By Elizabeth Hsing-Huei Chou, EGP Staff Writer

Montebello’s top administrative seat is vacant once again, as the city council makes another attempt at choosing the best person for the job.

While some on the city council indicate they are close to making a decision, it is unclear if the latest recruitment process will yield a permanent pick or yet another short-term fill-in.

Ever since its last city administrator, Richard Torres, retired, Montebello has served as a revolving door for temporary administrators, with as many as four people coming through in the past two years.

One administrator quit amid disagreements over a police chief pick, and another left after his recommendations for fixing the budget were met with resistance from the city council. Yet another was dismissed by the city council.

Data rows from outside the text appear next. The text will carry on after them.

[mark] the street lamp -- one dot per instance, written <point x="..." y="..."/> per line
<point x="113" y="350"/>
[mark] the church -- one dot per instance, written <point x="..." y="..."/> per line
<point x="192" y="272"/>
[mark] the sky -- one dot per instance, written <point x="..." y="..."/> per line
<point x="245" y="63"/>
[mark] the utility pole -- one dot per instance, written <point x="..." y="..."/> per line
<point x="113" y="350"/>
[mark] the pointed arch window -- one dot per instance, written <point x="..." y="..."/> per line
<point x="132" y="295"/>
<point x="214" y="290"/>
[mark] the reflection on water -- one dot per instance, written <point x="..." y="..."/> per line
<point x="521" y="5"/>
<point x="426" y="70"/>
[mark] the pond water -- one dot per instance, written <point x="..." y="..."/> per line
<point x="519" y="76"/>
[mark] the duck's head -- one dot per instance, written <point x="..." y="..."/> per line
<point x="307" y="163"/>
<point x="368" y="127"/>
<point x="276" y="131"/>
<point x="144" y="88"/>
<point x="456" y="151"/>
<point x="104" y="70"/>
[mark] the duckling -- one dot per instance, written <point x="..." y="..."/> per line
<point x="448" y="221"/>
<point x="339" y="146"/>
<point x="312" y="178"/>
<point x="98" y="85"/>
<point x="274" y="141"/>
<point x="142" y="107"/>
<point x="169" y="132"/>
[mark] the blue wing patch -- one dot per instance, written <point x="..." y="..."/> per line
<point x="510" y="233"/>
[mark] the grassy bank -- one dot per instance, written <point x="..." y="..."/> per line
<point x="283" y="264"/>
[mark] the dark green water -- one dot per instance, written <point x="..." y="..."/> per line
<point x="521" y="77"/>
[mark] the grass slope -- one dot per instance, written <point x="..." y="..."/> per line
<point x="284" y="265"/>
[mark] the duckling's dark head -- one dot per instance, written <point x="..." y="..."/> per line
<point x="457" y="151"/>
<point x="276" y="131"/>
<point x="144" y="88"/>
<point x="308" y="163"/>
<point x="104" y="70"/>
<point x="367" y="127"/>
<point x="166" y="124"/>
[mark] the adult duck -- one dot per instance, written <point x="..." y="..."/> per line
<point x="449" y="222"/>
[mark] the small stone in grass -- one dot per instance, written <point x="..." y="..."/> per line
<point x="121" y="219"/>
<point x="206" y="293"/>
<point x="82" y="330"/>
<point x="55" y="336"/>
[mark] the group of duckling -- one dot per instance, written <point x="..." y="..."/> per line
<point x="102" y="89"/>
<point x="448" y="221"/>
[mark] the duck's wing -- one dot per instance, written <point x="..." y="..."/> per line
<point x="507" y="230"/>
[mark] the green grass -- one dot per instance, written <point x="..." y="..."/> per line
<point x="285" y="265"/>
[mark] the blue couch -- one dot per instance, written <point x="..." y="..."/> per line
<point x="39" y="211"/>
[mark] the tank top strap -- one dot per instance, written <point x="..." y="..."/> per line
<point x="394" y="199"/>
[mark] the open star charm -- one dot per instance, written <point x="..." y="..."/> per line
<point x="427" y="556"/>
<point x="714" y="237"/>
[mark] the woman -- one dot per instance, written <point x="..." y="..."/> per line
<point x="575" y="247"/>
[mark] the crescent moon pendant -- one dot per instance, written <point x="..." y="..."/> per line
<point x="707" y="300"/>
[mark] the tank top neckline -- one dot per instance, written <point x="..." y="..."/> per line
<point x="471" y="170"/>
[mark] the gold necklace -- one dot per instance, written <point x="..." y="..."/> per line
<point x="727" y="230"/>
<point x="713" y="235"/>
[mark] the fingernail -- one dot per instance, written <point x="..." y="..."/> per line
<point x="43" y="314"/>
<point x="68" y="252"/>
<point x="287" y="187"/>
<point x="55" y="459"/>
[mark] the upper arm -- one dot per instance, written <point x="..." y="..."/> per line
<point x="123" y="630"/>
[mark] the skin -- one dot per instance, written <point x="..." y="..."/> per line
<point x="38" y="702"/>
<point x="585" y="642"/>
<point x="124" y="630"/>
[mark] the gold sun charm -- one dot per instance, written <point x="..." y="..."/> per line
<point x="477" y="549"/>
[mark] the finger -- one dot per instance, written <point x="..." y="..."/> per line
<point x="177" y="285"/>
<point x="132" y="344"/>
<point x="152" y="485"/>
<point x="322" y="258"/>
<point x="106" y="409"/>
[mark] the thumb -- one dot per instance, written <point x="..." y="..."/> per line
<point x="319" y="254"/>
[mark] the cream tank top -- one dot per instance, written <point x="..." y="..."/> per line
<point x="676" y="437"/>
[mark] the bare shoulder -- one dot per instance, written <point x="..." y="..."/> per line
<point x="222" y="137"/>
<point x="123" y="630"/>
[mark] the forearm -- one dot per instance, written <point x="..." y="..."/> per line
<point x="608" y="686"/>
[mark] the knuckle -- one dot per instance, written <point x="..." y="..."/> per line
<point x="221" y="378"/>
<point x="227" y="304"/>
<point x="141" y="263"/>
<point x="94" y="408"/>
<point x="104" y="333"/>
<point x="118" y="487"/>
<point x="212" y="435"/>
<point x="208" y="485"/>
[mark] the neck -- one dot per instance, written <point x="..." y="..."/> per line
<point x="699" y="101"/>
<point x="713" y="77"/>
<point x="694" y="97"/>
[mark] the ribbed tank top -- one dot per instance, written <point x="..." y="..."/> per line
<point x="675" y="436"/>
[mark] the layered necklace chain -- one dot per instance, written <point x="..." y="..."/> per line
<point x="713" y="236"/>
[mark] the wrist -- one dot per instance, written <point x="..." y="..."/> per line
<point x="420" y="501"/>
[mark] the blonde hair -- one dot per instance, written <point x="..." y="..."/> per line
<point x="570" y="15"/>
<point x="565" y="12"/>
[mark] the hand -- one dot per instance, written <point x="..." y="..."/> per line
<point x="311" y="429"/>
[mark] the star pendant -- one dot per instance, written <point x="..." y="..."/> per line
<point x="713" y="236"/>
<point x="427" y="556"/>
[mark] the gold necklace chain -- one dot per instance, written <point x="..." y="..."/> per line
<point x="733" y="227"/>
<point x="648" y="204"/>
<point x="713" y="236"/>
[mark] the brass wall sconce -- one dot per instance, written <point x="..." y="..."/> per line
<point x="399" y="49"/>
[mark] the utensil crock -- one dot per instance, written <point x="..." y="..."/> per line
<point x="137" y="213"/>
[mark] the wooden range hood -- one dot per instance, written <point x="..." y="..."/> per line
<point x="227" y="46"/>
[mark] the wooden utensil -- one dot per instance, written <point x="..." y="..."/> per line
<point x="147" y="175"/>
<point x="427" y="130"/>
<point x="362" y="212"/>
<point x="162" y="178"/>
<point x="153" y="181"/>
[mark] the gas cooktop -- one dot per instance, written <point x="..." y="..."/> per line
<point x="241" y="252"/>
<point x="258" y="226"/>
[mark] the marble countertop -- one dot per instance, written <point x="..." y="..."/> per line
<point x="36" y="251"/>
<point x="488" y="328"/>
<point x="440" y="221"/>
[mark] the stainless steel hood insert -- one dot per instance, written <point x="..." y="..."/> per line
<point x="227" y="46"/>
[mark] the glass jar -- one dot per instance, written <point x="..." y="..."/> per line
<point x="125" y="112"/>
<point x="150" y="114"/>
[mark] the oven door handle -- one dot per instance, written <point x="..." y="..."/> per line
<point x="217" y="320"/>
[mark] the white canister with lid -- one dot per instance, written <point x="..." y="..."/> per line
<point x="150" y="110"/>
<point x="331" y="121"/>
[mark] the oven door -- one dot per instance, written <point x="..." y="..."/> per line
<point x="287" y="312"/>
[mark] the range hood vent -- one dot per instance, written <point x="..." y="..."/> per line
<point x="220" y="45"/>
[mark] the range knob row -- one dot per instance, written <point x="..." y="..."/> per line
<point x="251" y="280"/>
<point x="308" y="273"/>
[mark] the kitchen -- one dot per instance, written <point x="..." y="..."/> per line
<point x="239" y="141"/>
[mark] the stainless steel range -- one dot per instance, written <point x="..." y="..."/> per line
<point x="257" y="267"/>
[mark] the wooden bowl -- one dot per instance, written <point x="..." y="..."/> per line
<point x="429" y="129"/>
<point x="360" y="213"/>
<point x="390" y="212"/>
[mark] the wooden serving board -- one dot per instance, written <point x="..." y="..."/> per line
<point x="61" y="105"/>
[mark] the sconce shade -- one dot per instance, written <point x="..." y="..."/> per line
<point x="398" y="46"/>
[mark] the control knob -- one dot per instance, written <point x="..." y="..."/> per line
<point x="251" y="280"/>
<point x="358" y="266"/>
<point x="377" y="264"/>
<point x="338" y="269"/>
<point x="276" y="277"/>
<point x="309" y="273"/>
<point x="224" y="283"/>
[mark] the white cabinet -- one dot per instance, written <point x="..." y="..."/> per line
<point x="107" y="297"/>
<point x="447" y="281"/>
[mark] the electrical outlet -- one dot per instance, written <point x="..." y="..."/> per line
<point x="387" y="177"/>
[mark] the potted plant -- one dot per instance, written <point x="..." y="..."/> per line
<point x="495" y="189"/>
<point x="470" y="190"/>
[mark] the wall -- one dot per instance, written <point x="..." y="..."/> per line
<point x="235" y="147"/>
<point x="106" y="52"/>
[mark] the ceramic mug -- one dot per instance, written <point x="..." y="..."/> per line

The city’s latest interim city administrator, Larry Kosmont, departed on March 11, leaving Assistant Administrator Keith Breskin to run the city. Breskin has been on a $14,000 month-to-month contract since January.

Last month, Kosmont predicted there would be a smooth transition and that a permanent administrator would be picked by March. The city drew eighty applicants, he said.

But the latest batch of candidates to take over the position permanently were interviewed over a month ago during a Feb. 9 special meeting, and after a March 14 closed session meeting with recruitment firm Bob Murray & Associates, a final decision still had not been made.

“The city is currently evaluating the next steps concerning the position of city administrator and are still in the process of finding a city administrator,” City Attorney Arnold Alvarez-Glasman told EGP on Tuesday.

He would not confirm whether the recruitment company had concluded its relationship with the city, but said the firm had “performed services under the contract and done the recruitments requested.”

The human resource director anticipates there may be some type of action at the next meeting. “They are in the process of making a final decision in closed session,” Human Resources Director Paul Loehr said.

Even though the city has “seen a stop to the wanton spending of years gone by,” the person they pick will face “rough seas” ahead, said Frank Gomez, who thinks the city will need additional revenue next year with property and sales taxes not expected to cover city expenses.

“Like many other cities, our options include cutting services, raising taxes, borrowing like last year to offset cash flow problems during the year, or a combination of the above. With this in mind, it is important that we hire a strong, apolitical city administrator who is neither going to sugarcoat the problems our city faces nor the solutions to continue us on the right track started in 2009,” Gomez said.

Councilman Jack Hadjinian told EGP Tuesday that following the interviews in February, they have “narrowed down the list” of candidates.